There seems to be a lot of confusion about what the program actually is. The Professional Doctorate in Engineering (PDEng) programs offered at Dutch universities have more in common with industry traineeships than with a traditional academic doctorate. As such, most of the negative effects of a PhD on job propspects (trouble actually writing code, far less job experience, etc.) simply do not apply.
For example, Eindhoven University of Technology describes their Software Technology PDEng program as follows.
The Software Technology program is designed to prepare you for an industrial career as a technological designer, and later on as a software or system architect. It starts with 15 months of advanced training and education, including 4 small, industry driven training projects, followed by a major design project of nine months in a company.
The program is specifically designed to teach MSc students with a good grasp of the theory how to efficiently apply that theory to practical applications. It is presented as a way to "fast-track" your career by gaining a lot of cross-disciplinary experience in only two years.
They write the following about their graduates:
The Software Technology program has been around for more than 25 years and to date trained more than 370 technological designers. Most designers have joined the companies where they carried out their design assignments and many now fulfill a management position.

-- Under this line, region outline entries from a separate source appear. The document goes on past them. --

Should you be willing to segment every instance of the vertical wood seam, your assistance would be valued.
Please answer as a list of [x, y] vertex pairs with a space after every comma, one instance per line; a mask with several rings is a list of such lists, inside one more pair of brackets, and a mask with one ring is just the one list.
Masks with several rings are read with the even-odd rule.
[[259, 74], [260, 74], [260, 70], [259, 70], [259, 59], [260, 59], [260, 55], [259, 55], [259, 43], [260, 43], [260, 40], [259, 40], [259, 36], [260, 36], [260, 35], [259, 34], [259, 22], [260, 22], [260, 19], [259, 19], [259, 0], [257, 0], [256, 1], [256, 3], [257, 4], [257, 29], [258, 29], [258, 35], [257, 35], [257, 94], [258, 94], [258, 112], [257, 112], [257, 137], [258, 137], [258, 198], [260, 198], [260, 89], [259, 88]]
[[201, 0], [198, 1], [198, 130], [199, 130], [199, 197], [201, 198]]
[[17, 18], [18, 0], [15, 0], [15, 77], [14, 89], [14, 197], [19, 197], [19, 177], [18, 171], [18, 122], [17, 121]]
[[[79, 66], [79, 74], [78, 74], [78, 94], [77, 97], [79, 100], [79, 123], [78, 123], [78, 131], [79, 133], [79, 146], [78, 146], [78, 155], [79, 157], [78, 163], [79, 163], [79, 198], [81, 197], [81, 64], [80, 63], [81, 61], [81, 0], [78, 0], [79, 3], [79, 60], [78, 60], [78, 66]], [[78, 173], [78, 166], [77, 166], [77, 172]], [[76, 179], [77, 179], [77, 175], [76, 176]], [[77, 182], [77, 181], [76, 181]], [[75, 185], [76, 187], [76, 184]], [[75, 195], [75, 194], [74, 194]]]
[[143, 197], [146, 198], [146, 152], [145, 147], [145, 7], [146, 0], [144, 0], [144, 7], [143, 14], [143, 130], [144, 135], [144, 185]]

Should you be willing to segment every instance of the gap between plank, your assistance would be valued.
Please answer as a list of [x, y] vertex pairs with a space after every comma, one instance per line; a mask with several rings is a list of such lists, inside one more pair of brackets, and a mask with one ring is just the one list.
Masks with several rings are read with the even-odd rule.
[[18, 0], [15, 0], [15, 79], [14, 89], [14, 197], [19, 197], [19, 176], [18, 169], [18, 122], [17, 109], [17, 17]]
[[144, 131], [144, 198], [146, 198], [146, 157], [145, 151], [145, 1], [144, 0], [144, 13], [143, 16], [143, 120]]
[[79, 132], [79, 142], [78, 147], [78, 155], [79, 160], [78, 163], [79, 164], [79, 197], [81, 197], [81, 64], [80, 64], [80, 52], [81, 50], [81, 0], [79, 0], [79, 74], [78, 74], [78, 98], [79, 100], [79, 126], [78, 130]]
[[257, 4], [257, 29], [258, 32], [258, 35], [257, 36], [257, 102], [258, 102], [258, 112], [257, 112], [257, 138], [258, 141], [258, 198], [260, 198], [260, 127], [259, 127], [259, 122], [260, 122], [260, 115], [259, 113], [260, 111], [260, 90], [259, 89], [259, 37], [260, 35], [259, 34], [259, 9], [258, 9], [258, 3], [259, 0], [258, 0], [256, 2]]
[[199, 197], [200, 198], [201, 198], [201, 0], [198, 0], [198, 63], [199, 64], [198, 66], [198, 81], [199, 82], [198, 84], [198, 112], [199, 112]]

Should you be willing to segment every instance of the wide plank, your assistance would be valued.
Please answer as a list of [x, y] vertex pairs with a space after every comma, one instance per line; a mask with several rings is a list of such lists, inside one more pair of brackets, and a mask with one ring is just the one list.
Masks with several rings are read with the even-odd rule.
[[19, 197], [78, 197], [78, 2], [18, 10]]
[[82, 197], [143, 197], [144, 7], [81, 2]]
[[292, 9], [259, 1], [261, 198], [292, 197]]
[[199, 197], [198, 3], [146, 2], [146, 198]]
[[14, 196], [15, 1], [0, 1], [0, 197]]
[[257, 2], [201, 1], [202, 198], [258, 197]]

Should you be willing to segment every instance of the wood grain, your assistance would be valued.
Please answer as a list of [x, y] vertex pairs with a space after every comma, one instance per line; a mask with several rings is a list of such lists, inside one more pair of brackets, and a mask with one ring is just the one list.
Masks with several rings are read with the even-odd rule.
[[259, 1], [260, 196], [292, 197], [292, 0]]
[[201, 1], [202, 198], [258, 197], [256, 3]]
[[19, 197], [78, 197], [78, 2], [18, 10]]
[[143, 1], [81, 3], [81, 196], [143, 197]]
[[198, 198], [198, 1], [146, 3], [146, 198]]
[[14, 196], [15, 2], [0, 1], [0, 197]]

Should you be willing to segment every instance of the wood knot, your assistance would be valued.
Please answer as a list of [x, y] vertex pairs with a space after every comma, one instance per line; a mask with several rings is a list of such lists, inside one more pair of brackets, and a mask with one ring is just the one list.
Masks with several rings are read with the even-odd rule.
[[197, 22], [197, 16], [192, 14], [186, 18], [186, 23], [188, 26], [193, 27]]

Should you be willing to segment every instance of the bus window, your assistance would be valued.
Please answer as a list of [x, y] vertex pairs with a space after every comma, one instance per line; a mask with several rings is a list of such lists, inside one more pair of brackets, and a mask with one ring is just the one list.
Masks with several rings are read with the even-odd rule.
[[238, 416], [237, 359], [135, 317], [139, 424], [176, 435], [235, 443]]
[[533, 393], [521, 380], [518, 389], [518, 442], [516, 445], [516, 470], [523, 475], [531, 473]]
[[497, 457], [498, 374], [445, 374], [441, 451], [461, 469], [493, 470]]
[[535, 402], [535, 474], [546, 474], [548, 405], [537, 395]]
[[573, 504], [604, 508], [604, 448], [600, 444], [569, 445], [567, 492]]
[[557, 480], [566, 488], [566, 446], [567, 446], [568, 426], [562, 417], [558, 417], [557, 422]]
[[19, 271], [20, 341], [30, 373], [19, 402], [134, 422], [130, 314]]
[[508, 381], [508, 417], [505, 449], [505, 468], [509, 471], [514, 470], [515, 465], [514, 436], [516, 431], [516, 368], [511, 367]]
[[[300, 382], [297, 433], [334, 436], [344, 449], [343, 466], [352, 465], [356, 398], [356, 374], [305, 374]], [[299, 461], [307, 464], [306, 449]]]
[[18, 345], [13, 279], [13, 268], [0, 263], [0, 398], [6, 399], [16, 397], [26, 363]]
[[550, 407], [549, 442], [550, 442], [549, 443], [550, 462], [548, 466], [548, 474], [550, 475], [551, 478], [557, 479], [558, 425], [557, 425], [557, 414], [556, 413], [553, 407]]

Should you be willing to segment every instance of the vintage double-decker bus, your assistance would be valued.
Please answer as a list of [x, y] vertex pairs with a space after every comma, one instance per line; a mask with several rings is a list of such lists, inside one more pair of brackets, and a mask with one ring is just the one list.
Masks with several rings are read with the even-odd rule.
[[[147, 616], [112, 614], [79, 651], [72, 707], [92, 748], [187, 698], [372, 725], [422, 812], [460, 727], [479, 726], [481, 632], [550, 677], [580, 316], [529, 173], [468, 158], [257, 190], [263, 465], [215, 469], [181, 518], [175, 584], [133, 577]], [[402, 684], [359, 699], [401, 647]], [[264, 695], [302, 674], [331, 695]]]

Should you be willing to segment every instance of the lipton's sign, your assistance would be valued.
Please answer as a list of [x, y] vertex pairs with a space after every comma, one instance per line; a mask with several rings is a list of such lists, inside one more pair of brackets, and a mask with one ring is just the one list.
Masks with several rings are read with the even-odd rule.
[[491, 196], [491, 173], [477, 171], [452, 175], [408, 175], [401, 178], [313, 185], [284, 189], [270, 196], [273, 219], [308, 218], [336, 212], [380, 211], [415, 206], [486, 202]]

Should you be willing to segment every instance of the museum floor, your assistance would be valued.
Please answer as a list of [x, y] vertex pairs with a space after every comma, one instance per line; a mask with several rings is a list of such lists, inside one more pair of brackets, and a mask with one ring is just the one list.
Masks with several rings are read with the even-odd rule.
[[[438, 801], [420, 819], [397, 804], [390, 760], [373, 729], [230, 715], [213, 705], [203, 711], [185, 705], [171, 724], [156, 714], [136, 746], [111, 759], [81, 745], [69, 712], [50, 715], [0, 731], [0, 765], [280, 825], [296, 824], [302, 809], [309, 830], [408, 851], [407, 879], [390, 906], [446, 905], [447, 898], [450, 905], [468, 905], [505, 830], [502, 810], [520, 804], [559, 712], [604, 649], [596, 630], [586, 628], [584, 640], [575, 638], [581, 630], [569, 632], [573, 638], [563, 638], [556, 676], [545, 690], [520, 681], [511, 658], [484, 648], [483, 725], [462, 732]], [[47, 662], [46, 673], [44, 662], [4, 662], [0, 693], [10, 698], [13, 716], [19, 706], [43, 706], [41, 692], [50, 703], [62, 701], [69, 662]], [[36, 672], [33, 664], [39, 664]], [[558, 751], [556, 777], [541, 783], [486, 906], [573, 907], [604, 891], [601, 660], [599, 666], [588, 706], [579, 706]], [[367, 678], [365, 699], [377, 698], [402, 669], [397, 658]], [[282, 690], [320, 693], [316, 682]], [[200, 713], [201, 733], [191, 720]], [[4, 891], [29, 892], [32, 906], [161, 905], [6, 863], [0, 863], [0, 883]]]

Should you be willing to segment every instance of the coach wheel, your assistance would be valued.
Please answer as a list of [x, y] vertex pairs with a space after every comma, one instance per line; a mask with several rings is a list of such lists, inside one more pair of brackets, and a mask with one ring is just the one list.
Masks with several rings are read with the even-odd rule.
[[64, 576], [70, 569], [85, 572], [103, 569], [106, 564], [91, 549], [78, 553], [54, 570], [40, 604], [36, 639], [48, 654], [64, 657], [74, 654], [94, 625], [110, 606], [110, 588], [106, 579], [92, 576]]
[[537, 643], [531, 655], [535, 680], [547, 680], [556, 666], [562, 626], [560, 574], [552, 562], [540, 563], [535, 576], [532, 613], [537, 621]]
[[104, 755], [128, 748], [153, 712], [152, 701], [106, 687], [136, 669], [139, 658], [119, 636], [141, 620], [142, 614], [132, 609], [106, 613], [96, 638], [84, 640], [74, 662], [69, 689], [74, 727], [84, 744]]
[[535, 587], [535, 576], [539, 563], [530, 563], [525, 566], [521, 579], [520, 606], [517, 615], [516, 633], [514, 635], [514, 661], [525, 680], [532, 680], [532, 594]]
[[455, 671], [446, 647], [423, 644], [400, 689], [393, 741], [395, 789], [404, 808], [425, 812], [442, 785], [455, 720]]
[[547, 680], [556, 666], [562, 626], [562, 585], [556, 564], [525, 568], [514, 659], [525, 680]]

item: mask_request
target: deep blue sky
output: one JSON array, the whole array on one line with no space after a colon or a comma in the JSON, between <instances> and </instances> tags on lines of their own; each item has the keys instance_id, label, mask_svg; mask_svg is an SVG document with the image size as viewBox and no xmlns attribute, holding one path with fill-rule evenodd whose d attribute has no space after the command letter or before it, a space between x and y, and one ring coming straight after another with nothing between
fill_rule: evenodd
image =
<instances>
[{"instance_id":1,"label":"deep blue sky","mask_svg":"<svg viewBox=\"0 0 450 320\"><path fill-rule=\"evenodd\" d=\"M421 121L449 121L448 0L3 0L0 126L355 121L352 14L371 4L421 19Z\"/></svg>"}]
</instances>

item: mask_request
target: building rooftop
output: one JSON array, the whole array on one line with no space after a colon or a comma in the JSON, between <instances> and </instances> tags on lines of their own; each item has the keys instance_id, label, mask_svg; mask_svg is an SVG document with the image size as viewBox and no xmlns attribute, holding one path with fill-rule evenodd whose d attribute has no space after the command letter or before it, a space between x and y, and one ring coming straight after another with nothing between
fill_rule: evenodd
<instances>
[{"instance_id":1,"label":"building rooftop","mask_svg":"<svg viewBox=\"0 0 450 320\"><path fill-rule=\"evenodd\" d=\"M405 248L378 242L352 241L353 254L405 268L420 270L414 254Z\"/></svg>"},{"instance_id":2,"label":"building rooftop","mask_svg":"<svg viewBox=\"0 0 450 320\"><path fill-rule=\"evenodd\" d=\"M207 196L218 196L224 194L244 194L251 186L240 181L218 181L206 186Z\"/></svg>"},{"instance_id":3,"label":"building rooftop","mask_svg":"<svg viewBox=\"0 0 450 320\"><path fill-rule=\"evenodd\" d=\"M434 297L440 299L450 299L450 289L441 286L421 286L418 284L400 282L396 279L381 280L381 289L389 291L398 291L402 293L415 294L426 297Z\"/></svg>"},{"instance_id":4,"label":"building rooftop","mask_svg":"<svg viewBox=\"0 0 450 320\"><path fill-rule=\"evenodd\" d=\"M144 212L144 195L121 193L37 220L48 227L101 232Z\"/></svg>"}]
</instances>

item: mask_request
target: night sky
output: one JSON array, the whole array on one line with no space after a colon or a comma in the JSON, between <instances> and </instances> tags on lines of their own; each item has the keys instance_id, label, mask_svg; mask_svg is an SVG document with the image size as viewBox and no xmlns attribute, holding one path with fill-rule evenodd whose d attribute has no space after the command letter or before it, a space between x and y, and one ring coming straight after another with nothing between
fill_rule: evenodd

Their alumni association XOOTIC released a detailed survey (pages 25-28), stating
Having a job as an XOOTIC is still easy: only
1% of the XOOTIC’s is unemployed. [...]
By far the most XOOTIC’s have an indefinite contract
(82.6%).
The OOTI program is known in the industry according
to 80% of the answers and is rewarded
according to 44% of the respondents.
[...]
XOOTIC’s, considering what they know now,
would still do the OOTI program (96.7%).